Railway ballast

Sharif Ahmed¹, Antonis Zervos¹

¹Engineering and the Environment, University of Southampton

Over its life cycle, railway ballast undergoes changes to its fabric structure due to train loading and maintenance (e.g. tamping). Understanding these changes and linking them quantitatively to the loading regime has the potential to result in improved designs for new track and more cost-effective maintenance of the existing network. A method has been developed to remove a structure-preserved sample of approximate dimensions 300x300x300mm from below the sleeper railseat.

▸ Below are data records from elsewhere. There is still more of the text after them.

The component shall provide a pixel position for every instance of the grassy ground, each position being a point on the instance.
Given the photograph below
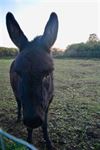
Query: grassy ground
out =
(74, 115)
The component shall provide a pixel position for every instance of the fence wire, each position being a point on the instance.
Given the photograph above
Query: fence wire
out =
(14, 139)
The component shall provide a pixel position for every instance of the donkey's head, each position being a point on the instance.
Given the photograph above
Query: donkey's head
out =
(34, 66)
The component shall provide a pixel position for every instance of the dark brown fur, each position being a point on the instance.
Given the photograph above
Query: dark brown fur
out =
(31, 75)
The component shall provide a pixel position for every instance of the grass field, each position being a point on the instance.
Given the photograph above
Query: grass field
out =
(74, 115)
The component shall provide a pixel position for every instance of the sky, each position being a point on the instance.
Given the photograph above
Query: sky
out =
(77, 19)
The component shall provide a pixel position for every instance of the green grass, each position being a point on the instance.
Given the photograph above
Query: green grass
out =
(74, 115)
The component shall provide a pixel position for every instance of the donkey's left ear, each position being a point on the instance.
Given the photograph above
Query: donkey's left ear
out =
(51, 30)
(15, 32)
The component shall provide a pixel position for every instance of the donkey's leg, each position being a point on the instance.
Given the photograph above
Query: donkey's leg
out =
(19, 110)
(29, 137)
(45, 134)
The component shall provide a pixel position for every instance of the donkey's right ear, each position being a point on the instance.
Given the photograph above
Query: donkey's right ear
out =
(15, 32)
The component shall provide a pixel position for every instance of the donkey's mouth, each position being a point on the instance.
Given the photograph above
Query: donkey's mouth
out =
(35, 123)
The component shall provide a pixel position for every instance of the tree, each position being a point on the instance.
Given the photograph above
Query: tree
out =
(93, 38)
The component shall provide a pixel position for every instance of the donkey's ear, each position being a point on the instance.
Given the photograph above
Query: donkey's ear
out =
(51, 30)
(15, 32)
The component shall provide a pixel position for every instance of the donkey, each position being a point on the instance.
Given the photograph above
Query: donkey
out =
(31, 75)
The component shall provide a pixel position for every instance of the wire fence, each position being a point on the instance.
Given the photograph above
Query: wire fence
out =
(3, 139)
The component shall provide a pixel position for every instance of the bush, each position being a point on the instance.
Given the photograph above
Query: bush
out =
(83, 50)
(8, 52)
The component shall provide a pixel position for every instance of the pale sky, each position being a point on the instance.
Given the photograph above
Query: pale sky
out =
(77, 19)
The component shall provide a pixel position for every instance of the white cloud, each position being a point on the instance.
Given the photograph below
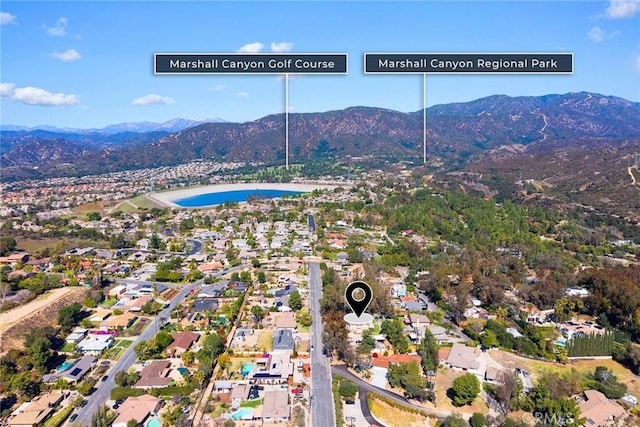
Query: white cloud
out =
(280, 77)
(7, 18)
(153, 99)
(60, 29)
(251, 48)
(7, 90)
(281, 46)
(219, 88)
(622, 8)
(36, 96)
(68, 56)
(597, 34)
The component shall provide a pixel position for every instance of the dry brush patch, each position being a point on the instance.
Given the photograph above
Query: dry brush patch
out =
(13, 336)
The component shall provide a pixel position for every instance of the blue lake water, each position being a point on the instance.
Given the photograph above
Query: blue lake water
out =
(211, 199)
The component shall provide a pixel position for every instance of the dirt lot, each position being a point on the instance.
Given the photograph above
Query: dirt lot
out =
(43, 311)
(538, 367)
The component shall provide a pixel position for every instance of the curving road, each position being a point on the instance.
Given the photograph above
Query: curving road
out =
(322, 406)
(103, 389)
(363, 385)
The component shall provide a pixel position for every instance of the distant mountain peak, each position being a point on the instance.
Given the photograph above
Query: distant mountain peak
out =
(172, 125)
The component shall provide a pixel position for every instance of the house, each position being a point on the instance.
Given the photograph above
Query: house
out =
(284, 320)
(204, 305)
(214, 291)
(398, 290)
(99, 314)
(154, 375)
(137, 408)
(38, 410)
(239, 394)
(283, 340)
(598, 410)
(73, 373)
(577, 292)
(465, 358)
(76, 336)
(14, 259)
(120, 321)
(418, 319)
(385, 361)
(95, 343)
(493, 375)
(439, 333)
(275, 368)
(182, 341)
(223, 386)
(275, 407)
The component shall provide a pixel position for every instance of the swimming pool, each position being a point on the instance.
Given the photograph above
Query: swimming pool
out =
(64, 366)
(247, 368)
(243, 413)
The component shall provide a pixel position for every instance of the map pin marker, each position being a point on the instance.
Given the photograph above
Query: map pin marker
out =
(358, 303)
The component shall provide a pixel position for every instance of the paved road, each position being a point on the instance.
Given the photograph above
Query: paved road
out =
(101, 395)
(103, 391)
(364, 405)
(322, 410)
(365, 386)
(195, 246)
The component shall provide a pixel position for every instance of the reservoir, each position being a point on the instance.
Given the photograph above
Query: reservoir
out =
(211, 199)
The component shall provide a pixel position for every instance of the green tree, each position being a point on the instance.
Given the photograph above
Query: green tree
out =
(295, 302)
(68, 316)
(7, 245)
(394, 330)
(428, 351)
(454, 420)
(347, 388)
(465, 389)
(489, 339)
(94, 216)
(478, 420)
(368, 343)
(258, 313)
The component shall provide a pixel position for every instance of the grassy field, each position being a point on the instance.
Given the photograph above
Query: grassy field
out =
(67, 347)
(444, 381)
(538, 367)
(101, 206)
(143, 202)
(57, 419)
(35, 245)
(388, 415)
(265, 341)
(251, 403)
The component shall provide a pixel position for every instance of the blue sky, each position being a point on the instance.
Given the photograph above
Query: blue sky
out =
(89, 64)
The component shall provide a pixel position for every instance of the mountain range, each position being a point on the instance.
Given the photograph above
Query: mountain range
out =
(457, 134)
(173, 125)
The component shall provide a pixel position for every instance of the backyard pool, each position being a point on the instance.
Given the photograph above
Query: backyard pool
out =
(243, 414)
(247, 368)
(64, 366)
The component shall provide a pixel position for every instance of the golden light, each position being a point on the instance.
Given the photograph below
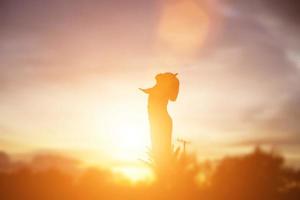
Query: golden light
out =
(136, 173)
(129, 140)
(183, 25)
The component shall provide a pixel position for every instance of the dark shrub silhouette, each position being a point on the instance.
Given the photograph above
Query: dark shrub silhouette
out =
(259, 175)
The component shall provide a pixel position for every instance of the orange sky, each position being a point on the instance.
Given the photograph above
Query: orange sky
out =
(70, 75)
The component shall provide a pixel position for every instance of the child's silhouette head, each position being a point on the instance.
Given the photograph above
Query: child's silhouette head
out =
(167, 84)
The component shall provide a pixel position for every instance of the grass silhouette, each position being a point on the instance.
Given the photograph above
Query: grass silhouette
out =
(258, 175)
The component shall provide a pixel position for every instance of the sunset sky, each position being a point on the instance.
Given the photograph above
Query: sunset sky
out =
(70, 73)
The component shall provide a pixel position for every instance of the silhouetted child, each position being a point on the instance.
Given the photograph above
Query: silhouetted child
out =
(166, 88)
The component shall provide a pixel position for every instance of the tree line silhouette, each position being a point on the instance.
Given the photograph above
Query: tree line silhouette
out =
(258, 175)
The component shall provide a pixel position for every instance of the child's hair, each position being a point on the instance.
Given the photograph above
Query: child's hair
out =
(170, 83)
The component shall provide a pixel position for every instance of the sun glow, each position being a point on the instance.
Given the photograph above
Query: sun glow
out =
(129, 134)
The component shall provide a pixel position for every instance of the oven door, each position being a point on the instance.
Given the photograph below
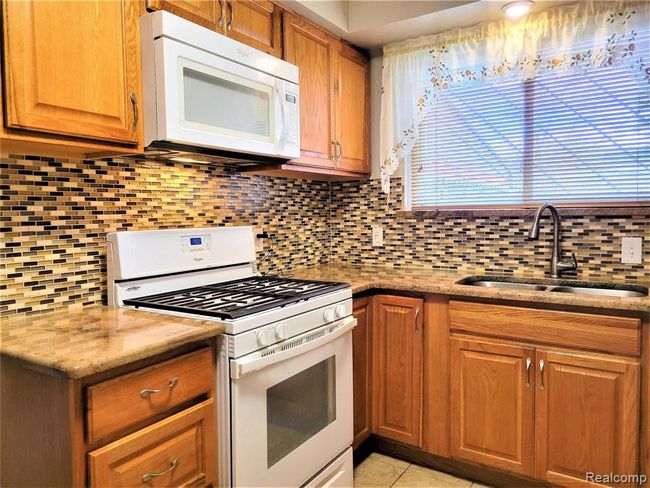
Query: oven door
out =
(292, 407)
(208, 101)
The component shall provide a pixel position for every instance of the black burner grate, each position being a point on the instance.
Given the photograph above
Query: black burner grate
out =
(238, 298)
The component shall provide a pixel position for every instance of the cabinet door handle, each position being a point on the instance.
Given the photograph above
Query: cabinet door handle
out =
(134, 102)
(417, 325)
(172, 466)
(232, 14)
(221, 14)
(145, 393)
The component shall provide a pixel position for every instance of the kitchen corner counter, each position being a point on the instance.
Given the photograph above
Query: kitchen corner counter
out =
(76, 343)
(421, 280)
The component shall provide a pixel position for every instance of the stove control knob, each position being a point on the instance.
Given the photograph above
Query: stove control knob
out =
(281, 332)
(340, 311)
(265, 337)
(328, 315)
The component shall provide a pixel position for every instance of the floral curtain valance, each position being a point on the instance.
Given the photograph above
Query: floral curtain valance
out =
(581, 36)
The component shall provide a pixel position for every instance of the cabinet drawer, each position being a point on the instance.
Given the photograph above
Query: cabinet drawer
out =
(177, 451)
(126, 400)
(581, 330)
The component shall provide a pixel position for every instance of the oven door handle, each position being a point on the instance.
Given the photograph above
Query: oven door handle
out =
(253, 362)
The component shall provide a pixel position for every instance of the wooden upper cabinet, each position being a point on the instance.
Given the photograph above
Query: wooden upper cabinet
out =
(73, 69)
(491, 404)
(352, 110)
(208, 13)
(256, 23)
(397, 368)
(587, 416)
(313, 51)
(361, 368)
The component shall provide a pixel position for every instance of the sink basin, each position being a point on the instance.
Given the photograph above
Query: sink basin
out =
(559, 286)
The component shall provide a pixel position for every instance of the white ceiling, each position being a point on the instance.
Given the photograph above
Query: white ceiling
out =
(374, 23)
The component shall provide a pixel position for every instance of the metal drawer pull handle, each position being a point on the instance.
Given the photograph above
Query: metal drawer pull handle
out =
(232, 14)
(172, 383)
(221, 17)
(149, 476)
(134, 101)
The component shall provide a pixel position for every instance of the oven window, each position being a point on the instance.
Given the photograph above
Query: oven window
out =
(299, 408)
(217, 102)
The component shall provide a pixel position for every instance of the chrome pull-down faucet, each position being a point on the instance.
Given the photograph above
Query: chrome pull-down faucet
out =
(558, 266)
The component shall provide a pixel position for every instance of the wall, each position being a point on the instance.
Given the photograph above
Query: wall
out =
(55, 215)
(495, 244)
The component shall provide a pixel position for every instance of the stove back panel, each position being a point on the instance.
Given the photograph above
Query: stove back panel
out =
(140, 254)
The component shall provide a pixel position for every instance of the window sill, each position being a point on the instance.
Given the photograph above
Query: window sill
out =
(468, 212)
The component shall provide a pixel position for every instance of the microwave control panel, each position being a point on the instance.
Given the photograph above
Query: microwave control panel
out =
(195, 244)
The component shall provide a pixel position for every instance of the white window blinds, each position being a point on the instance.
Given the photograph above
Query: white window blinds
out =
(565, 137)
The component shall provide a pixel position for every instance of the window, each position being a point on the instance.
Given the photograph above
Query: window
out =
(579, 137)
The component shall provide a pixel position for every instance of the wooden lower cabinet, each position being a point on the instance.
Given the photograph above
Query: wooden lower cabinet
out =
(491, 406)
(397, 368)
(177, 451)
(361, 367)
(586, 416)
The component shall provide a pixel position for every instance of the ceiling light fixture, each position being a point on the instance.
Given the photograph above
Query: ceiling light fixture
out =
(518, 9)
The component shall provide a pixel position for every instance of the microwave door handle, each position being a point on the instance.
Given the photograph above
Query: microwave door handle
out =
(283, 121)
(242, 367)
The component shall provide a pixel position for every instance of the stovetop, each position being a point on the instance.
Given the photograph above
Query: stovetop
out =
(238, 298)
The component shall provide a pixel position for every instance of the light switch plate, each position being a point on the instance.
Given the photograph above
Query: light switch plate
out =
(632, 250)
(377, 236)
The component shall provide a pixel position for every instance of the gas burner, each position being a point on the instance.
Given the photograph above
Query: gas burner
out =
(238, 298)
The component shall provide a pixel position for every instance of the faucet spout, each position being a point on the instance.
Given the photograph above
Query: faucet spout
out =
(557, 265)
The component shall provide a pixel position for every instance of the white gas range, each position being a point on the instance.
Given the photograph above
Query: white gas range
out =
(284, 372)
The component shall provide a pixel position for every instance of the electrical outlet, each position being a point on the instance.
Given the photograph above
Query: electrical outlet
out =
(377, 236)
(631, 250)
(259, 242)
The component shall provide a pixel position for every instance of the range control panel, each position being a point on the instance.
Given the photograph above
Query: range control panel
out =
(195, 244)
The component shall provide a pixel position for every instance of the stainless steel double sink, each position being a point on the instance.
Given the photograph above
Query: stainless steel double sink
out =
(559, 286)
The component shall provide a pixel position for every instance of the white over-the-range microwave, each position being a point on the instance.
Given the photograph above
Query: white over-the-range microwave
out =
(210, 98)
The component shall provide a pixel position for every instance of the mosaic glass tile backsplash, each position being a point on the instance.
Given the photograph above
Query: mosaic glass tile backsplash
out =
(494, 244)
(55, 214)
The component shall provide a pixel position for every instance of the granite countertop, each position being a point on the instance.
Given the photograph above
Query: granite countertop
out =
(422, 280)
(79, 342)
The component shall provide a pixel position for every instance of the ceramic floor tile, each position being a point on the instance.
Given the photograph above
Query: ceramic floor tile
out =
(419, 477)
(372, 473)
(387, 459)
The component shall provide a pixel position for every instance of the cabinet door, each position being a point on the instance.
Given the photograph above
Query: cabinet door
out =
(587, 416)
(361, 367)
(352, 121)
(73, 68)
(313, 50)
(256, 23)
(208, 13)
(491, 406)
(397, 368)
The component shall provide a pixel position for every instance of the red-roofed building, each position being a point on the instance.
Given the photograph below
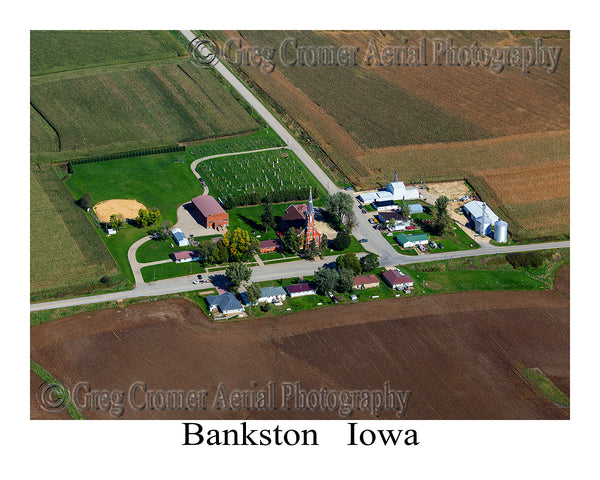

Figure 1: schematic drawing of rail track section. Sampling region is the red, hashed area

Traditionally, mechanical thin-sectioning had to be used as means of internal structure analysis on samples of this size and density. However, the new facilities at the μ-VIS centre are able to penetrate these samples with very good resolution, allowing for true 3 dimensional analysis of the internal structure.

Figure 2: sampling in progress

Role of computed tomography

Figure 3: (left) sample initially shaped as a cuboid; (right) sample reshaped to an octagonal prism to optimise beam penetration

In order to quantify the internal structure of any granular media one must describe the particle orientation, void/pore network and contact points in 3D space. Computed Tomography (CT) provides the only means of carrying out this form of quantitative analyses non-destructively.

Figure 4: volume rendering of resin (yellow) occupying the void space and granite ballast (blue-grey)

Figure 5: contact patches with a sample of glass ballantini

Figure 6: ballast particle orientation in 3D space